Мариус лихорадочно утер свое блестевшее, взмокшее лицо о предплечье.

— Но ты ведь этого не сделала! Ты начала меня понимать!

— Потому что вы предоставили мне такую возможность. Мы сидим здесь бесконечно долго. Со временем я узнала всевозможные подробности вашей истории, поэтому мне легче вас понять. А Инге? Вы ей вообще что-нибудь рассказали?

Мужчине удалось на мгновенье отстранить боль и злобу и задуматься.

— Я кое на что намекнул ей…

— На что, Мариус? Что знает Инга?

Ребекка могла видеть, насколько его утомляло размышление над этим вопросом. Целая вечность без сна. Целая вечность без еды. И едва ли он что-нибудь пил. К тому же — сильнейший стресс, вызванный тяжелыми воспоминаниями и рассказом о своей жизни…

"Еще немного, — подумала женщина, — и он сломается".

— Я рассказал ей о своих родителях. О своих настоящих родителях. Что там… что там были проблемы. Она знает о бабе из социалки, которая сломала нашу жизнь. Мне кажется… — В напряженной попытке вспомнить у Мариуса на мгновение стали косить глаза. — Мне кажется, — неуверенно произнес он, — больше она ничего не знает.

Ребекка тут же ухватилась за это:

— Вот видите! Если она ничего не знает о Леновски, то она вообще не имеет понятия о том, что происходит! Что она может понять? Ваше поведение показалось ей совершенно необъяснимым, и наверняка она испытывала лишь страх. Поэтому и сбежала.

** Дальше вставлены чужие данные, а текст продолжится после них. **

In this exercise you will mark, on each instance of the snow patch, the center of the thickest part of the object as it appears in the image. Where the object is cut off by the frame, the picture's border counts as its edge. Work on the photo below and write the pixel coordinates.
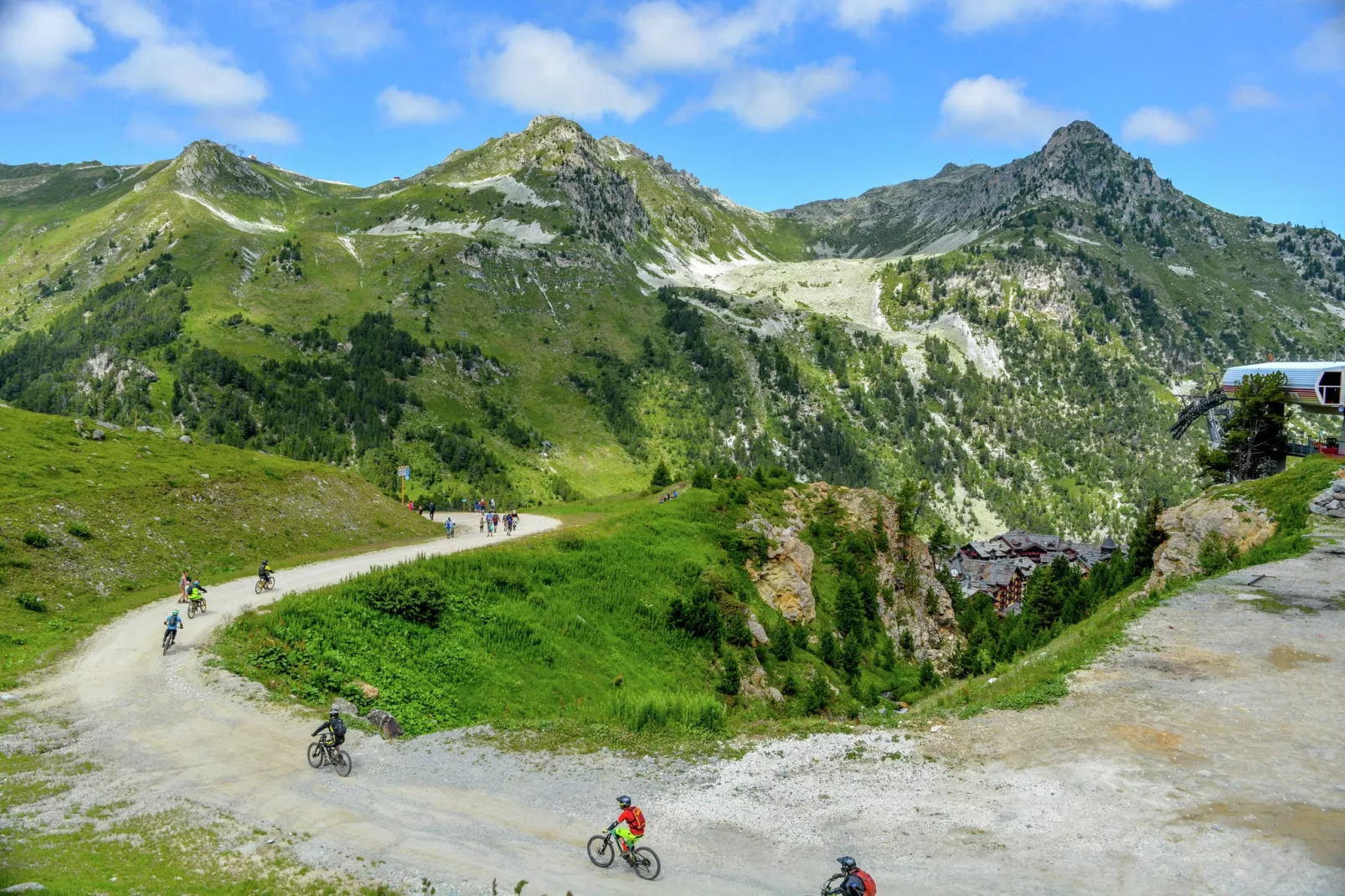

— Я — последнее дерьмо в ее глазах. — Краткое пребывание Мариуса в состоянии, когда он мог быть благоразумным, снова закончилось. Он опять понесся по опасной спирали комплекса неполноценности, страха и ранимости. — Так было всегда. Я рассказывал тебе, что вначале она не хотела выходить за меня замуж? Она постоянно искала какие-то отговорки. "Мы слишком молоды", "мы еще не узнали друг друга как следует", "дай нам время"… На самом деле я просто был недостаточно хорош для нее. Она надеялась, что ей встретится кто-нибудь получше!

— Я так не считаю, — сказала Ребекка. — Ведь она в конечном итоге вышла за вас замуж. Мариус, вы очень склонны к тому, чтобы все проецировать на себя, причем таким образом, чтобы всегда выставлять себя проигравшим. Вы не могли бы представить себе, что есть люди, которые искренне вас любят? Инга, например, все время рассказывала мне с уважением и восхищением о вашей превосходной успеваемости в университете. Понимаете, женщина может быть чрезвычайно очарованной вами, но тем не менее ей понадобится гораздо больше времени для такого важного шага, как свадьба, чем вам. Это зависит от женщины, от структуры ее личности, но не связывается автоматически с вами.

Мужчина враждебно глянул на пленницу.

— Да заткнись ты с этой своей психочепухой, — сказал он. — Все это — лишь глупые словеса!